Rick Santelli, in a recent “Santelli Exchange” on CNBC (link to video by way of Zerohedge: http://www.zerohedge.com/news/epic-santelli-rant-un-american-federal-reservetreasury-incompetence) offers his outrage over the recent LIBOR scandal and the possibility that The Federal Reserve Bank and The Bank of England had some foreknowledge that there were problems and possible skulduggery in the setting of one of the most important interest rates on the planet.
For the uninitiated, LIBOR stands for the London Interbank Offered Rate. It's a benchmark rate that is determined by several major banks in London which is, in turn, used to establish the level of interest that they would be charged if they were borrowing money from other banks. It has a dramatic impact on the global economy in that it can affect how much you pay in interest on everyday things like mortgages, car loans, credit cards, etc.
Mr. Santelli goes on to tell us of his outrage (righteously so) over the lack of due diligence on the part of the Fed regarding the handling of the $1 trillion in TARP (Troubled Asset Relief Program) funding that was used to bail out Wall Street.
While this is all well and good, there are a few things that Mr.

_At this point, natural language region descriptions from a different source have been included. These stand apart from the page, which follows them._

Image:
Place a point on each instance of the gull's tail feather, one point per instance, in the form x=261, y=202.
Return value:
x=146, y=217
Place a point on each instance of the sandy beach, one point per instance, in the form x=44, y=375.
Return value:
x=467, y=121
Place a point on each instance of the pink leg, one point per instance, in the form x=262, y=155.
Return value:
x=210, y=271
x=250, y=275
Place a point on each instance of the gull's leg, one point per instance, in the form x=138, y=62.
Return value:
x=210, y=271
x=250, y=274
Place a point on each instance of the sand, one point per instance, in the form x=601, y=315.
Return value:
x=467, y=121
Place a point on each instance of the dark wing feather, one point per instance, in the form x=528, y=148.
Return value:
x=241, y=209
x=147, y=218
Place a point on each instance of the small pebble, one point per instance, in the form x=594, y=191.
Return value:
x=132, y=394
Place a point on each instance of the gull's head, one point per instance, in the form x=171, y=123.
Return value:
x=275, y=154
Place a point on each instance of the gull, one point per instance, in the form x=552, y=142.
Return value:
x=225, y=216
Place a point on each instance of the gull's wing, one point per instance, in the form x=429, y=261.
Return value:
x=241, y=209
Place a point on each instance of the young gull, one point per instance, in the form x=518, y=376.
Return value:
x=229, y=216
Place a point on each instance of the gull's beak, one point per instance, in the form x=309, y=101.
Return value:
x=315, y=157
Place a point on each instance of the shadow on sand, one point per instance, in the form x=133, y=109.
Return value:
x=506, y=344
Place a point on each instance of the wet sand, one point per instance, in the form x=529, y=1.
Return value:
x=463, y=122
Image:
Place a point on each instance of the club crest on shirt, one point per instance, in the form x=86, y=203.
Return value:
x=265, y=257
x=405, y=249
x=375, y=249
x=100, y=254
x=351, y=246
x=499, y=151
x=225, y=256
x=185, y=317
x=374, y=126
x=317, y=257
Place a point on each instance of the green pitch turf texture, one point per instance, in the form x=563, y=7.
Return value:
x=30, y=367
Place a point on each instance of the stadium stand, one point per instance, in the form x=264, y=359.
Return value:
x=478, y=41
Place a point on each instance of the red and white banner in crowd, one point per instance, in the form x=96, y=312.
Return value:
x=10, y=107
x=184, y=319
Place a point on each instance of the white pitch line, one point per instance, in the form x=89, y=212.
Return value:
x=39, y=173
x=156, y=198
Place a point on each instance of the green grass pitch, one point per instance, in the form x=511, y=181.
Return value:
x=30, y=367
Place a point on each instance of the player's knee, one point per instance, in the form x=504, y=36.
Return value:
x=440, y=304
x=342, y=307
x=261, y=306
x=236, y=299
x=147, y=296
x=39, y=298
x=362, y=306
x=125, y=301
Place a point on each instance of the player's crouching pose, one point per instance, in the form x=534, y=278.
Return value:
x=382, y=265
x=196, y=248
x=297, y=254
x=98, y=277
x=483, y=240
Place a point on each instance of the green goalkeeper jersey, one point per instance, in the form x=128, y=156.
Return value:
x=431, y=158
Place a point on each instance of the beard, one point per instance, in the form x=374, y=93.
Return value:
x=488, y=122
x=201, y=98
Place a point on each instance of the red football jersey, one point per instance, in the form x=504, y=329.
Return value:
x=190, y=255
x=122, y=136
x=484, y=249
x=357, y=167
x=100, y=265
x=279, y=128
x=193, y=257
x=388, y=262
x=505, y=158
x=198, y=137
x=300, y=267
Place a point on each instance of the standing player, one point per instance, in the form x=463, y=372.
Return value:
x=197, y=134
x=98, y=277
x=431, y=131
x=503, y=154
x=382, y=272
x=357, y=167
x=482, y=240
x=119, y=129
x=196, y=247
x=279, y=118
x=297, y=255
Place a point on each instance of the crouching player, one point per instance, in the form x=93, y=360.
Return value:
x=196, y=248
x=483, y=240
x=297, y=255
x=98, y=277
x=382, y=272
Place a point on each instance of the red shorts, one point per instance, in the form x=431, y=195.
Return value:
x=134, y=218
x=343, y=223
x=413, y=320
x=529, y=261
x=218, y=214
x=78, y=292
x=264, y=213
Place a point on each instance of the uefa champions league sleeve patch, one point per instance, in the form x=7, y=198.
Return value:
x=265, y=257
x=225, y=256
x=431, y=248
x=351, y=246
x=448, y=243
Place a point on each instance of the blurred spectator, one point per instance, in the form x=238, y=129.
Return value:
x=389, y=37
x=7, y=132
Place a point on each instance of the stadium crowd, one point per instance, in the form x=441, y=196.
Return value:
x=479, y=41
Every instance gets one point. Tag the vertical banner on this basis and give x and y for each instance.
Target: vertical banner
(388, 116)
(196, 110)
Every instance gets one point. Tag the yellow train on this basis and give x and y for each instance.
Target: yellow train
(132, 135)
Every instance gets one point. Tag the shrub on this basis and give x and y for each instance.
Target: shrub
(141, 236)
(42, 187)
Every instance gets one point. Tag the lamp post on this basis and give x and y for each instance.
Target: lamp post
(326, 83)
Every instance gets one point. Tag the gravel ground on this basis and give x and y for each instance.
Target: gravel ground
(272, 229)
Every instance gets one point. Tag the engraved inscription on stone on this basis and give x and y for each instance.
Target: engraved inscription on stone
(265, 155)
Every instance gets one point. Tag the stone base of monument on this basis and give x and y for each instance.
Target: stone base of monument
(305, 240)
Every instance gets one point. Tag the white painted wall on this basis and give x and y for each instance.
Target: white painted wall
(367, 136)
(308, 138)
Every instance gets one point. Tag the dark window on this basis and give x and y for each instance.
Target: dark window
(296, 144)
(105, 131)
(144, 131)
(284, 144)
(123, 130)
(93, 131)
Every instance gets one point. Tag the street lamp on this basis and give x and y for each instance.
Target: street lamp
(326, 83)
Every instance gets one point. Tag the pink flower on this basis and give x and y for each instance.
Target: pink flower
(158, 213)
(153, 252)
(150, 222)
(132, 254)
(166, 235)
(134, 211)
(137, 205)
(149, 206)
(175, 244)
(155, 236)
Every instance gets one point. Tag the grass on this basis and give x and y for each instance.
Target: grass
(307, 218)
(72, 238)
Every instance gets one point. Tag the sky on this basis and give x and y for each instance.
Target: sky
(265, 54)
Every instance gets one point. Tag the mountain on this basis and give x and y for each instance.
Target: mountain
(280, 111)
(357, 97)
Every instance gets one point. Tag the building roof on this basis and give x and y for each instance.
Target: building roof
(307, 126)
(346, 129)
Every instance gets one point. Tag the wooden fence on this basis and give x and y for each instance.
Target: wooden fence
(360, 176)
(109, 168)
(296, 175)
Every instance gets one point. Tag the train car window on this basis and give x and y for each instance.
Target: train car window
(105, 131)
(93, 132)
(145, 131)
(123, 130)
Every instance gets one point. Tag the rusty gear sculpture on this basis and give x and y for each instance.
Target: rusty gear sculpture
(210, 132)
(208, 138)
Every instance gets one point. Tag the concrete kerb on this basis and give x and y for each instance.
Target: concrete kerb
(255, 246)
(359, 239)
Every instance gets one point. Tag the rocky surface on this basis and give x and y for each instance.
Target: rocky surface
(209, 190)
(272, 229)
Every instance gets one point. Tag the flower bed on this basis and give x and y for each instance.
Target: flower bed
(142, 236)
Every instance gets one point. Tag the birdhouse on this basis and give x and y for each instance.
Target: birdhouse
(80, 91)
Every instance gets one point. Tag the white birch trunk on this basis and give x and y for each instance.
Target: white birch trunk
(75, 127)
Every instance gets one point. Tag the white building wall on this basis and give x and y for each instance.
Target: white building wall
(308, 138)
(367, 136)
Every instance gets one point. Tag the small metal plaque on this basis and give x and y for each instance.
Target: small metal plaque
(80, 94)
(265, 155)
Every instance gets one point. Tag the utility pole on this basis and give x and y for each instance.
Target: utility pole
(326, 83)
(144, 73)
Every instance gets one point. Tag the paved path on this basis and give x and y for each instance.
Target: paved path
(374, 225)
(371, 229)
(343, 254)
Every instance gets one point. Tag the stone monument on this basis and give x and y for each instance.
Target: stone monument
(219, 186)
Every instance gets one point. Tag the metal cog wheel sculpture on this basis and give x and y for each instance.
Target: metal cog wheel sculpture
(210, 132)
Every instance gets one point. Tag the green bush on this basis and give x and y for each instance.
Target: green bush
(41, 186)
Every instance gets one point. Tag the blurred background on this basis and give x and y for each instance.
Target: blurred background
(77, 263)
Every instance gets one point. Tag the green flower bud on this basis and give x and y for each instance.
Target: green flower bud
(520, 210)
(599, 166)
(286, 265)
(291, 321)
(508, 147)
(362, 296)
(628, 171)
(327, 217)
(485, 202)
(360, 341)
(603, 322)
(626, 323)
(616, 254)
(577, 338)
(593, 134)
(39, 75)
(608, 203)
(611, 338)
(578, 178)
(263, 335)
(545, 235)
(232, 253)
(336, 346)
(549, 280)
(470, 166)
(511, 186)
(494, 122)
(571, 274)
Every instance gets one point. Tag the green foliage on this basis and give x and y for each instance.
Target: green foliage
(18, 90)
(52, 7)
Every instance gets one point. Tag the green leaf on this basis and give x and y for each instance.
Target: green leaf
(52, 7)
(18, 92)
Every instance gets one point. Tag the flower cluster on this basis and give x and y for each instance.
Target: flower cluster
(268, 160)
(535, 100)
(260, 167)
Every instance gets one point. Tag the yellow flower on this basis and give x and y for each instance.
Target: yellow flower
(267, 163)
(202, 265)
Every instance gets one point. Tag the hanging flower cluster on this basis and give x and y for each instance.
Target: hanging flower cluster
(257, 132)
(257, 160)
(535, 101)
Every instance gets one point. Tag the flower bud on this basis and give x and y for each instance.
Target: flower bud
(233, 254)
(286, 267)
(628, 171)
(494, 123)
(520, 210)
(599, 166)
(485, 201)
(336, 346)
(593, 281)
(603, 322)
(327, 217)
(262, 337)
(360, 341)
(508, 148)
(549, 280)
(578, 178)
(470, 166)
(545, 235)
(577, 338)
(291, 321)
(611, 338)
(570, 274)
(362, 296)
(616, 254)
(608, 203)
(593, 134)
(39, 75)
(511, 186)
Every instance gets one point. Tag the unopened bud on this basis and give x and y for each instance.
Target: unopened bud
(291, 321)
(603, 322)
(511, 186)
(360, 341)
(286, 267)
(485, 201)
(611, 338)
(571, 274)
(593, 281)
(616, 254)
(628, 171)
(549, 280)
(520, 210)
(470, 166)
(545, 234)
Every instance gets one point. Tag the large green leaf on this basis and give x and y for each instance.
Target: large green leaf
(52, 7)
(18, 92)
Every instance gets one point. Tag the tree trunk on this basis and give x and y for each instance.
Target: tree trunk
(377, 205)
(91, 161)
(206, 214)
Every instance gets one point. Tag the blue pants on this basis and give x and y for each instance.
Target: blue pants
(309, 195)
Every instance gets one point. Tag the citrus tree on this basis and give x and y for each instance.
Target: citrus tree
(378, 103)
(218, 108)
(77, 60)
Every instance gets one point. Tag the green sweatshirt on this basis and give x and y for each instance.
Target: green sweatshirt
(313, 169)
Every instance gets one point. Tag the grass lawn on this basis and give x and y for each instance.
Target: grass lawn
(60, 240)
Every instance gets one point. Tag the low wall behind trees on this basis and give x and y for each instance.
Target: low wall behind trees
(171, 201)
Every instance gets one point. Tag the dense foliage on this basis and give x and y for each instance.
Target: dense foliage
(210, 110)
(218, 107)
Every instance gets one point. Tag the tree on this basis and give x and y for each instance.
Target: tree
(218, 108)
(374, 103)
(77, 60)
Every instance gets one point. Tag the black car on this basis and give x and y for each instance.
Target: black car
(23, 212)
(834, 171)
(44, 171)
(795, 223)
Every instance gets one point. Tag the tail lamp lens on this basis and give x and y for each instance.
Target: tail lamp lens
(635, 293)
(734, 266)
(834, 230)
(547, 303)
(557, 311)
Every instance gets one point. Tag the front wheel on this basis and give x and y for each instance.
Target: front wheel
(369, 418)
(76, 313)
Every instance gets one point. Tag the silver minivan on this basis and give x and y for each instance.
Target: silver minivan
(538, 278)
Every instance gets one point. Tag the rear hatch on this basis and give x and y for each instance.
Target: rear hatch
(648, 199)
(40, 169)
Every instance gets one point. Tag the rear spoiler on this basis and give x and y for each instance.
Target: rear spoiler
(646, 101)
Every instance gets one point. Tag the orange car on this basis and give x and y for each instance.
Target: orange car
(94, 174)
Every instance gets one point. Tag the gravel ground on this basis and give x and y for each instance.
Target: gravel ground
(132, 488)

Santelli is either unaware of or neglecting to tell us.
The first is that the Federal Reserve Bank of the United States is a private bank. It is not part of the Federal Government. As the old joke goes, it’s as Federal as FedEx.
The second is that Mr. Jamie Dimon, CEO of JP Morgan Chase, sits on the board of directors of the NY branch of the Fed. Mr. Dimon’s bank has received billions of dollars in virtually free taxpayer money, money that he was free to do anything he wanted with (how this is not a conflict of interest defies human comprehension). It has become obvious that the thing that Mr. Dimon wanted to do with this money was to continue speculating (i.e. gambling) in the unregulated and opaque $700 trillion global derivatives market. JP Morgan Chase, a FDIC (i.e. taxpayer) guaranteed institution, has reportedly lost almost $6 billion dollars gambling, sorry, I mean “speculating” in the derivatives market.
The third concern with Mr. Santelli’s discourse is his sums. The Fed has not given $1 trillion to Wall Street. It has given $16 trillion to Wall Street. It has been estimated that every sub-prime mortgage in America could have been bought and retired for $1.4 trillion. But that would have been “Socialism.” Much better to give over 11 times as much money to Wall Street – the very people who engineered this crisis - free and no questions asked to do as they like. Or as it’s better known in America, “Capitalism.”
The fact that Mr. Santelli, who works for a financial news network, would be shocked that the Fed, a private bank that has Jamie Dimon as one of its Board of Directors, would carelessly give an almost infinite amount of money unconditionally to other private banks is pretty galling.
Mr. Santelli then goes on to wonder why the media is not doing its job and is not more upset over all of this “injustice.” This is pretty rich even for someone who works at CNBC.
He complains how the press is more concerned with trivial matters and not the big stories. He laments how the main stream media covered stories on Mitt Romney’s jet skiing on a recent holiday and his record of off-shoring and outsourcing American jobs while at Bain Capital, and how the media reported these activities as “un-American.” Mr. Santelli, in Mitt Romney’s defense, screamed, “Like hell it’s un-American!”
I agree with you Mr. Santelli. Nothing says “I love America” more than destroying the Middle Class by permanently sending good high paying jobs overseas.
Mr. Santelli then goes on to tell us exactly what he does think is “un-American.” Bank regulation, primarily in the form of the Dodd-Frank Act.
So are we to believe that the reason we are in this crisis is because we didn’t deregulate banks fast enough? Did Mr. Santelli forget that under the Glass- Steagall act, the U.S. went almost 60 years without a major banking crisis?
There is an incoherence to Mr. Santelli’s arguments in that on the one hand he is crying about how the Government didn’t do a good job of oversight (even though it was the Fed, a private bank which is not part of the Government, that gave all that money no questions asked to Wall Street). On the other hand he is crying about how it’s wrong that the Government is trying to do its job of oversight by regulating the banks.
And what’s worse, by many accounts, Dodd-Frank does nothing to get to the heart of the problem. Banks, which are insured by the FDIC, have become far too big for their own good, and they are engaging in far too much speculation in the unregulated derivatives market.
It is only a matter of time before financial markets will collapse again. It is, by their very nature, what financial markets do. Mr. Santelli is right to be angry. But he should be directing his anger where it is warranted.